Thriving In Smaller Markets
Managing employees in an open office or shared workspace can be incredibly challenging. In addition to the need to keep everyone on track and minimize distractions, you need to set up some ground rules for meetings and individual work time. These ground rules should help set up a respectful environment that allows everyone to remain productive. Consider the following 10 ground rules of open office etiquette.
Remember that everyone in the space has work to get done and respect that. This means that you should not start conversations while someone is busy. If you need to say something, first ask if you can interrupt.
Since everyone needs to work, avoid creating things that can lead to distractions for others in the space. This means only listen to music, videos, and podcasts with headphones; try to take phone conversations to another area; and avoid loud conversations in common areas.
If you have a meeting planned, remember that it could be distracting to others. Instead of having it in the open space, have the meeting in a designated area, like a conference room or a social area.
Unlike in a traditional office, an open office puts your desk in the line of sight of everyone else. This also means that mess on a desk can easily spill over into someone else’s work area. Keep this in mind and keep your work area tidy with your items only on your own desk.
One of the reasons for staying organized comes down to another separate ground rule, respecting other’s space. Keep your items out of their space, and do not “borrow” items from them without permission.
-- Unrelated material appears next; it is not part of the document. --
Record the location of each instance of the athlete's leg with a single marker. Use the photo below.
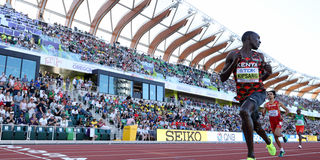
(260, 131)
(276, 137)
(278, 132)
(247, 124)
In addition to respecting the space of others in the office, respect their privacy. Do not peer over their shoulder to see what they are working on or intentionally eavesdrop on a short phone call or conversation.
Since everyone in an open office shares the same space, any strongscent permeates. This means that one of the ground rules for meetings is to avoid strong-smelling foods, perfumes, or lotions. It also applies to staying on top of personal grooming to avoid unwanted body odors.
There are two main reasons to stay home from an open office if you are sick. You want to avoid spreading germs, and you want to minimize distractions. No matter how hard you try, some sniffling, sneezing, and coughing will distract others. If you must come when sick, try to be respectful of others and practice good hygiene, such as sanitizing your workspace.
People will disagree on what behavior qualifies as distracting. If someone else does something you find disrespectful or distracting, talk to them calmly and politely. If you do not feel comfortable doing so yourself, ask the manager of the space to do so. Do not leave the issue to fester. The person distracting you may not even be aware of a problem.
The previous rule goes both ways. If someone comes to you with a concern or noise complaint, work with them to come to a solution and try to manage your behavior.
There are several options for displaying the ground rules you choose for your open office etiquette. You should include them in the membership agreement, but must make clear if they are suggestions or actual rules. You will also want to post them in at least one common area within the space, with a good option being by the entrance.